Elon Musk's ex-lieutenant took a jab at the billionaire after he changed the company’s sign to ‘Titter:’ ‘Who hurt you?’
— Grace Kay, Business Insider, 11 Apr. 2023

Titter may be defined as “to laugh in a nervous, affected, or partly suppressed manner.” The word has no semantic connection to tit, except through circumstance and juvenile imagination. It also has no etymological connection to tit, as titter is of imitative origin, and the word for a mammary gland comes from the West Germanic *tittōn-.

‘Czar’

Czar spiked in lookups, as it does every time a Russian empire is violently overthrown, or whenever someone decides that a public position needs the assistance of a weighty-sounding title.

Mayor Eric Adams on Wednesday announced that Kathleen Corradi, an education department employee, has been appointed New York’s first-ever “rat czar,” part of Adams’ effort to combat a growing rodent population in the county’s most populous city.
— Joseph Ax, Reuters, 12 Apr. 2023

We provide two definitions for czar: “emperor (specifically, the ruler of Russia until the 1917 revolution),” and “one having great power or authority.” This latter sense, which often is used in reference to one to whom great authority has been delegated, is the one applicable to the person New York City has asked to rid it of its rats.

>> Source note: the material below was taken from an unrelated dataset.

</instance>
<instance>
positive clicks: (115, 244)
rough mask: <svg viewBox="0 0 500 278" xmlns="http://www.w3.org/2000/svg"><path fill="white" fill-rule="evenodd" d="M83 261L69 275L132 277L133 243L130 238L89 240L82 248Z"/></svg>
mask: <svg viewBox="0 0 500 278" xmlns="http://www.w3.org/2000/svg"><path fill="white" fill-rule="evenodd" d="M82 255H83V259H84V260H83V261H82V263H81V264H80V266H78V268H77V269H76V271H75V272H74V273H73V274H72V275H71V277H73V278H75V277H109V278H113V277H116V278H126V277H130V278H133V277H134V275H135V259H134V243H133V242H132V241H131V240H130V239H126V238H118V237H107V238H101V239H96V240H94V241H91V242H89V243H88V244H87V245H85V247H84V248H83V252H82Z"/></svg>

The “emperor” sense of the word is the older, in use since the middle of the 16th century. Czar took on its extended meaning in the middle of the 19th century.

A Colonel who had been dismissed by Court martial, called upon the Czar of the War Office and requested him to examine some papers and give his opinion of the justice or injustice of the Court martial. ‘I haven’t time to do it, sir,’ said Stanton. — Cleveland Weekly Plain Dealer, 6 Jan. 1864

There is something significant in the fact that since the moving picture industry crown Will Hays as its czar and Judge Landis was enthroned over baseball, many other national organizations have adopted the same idea. The latest to appoint a czar is the national association of manufacturer’s of women’s dresses. — The Cedar Rapids (Iowa) Evening Gazette, 20 Jan. 1923

‘Reinstate’

Two lawmakers from Tennessee were returned to the positions from which they had recently been removed, and as a result reinstate spiked in lookups.

Tennessee Rep. Justin Jones returns to Capitol after Nashville Council reinstates him
— (headline) NPR, 10 Apr. 2023

County board reinstates expelled Democratic lawmaker Justin Pearson to Tennessee House
PBS, 12 Apr. 2023

We define reinstate in two ways: “to place again (as in possession or in a former position),” and “to restore to a previous effective state.” The verb came into use in the early 17th century, with our earliest written evidence occurring just a few years after the initial use of instate (“to set or establish in a rank or office”). The noun form of the word is reinstatement.

Words Worth Knowing: ‘Juvenilize’

Our word worth knowing this week is juvenilize, defined as “to prolong the immaturity of.” This word is similar, both in construction and in meaning, to juvenescence, which is “the state of being youthful or of growing young.” One of them is well suited to people who are refreshingly spry, and the other is better used of people who are just annoying.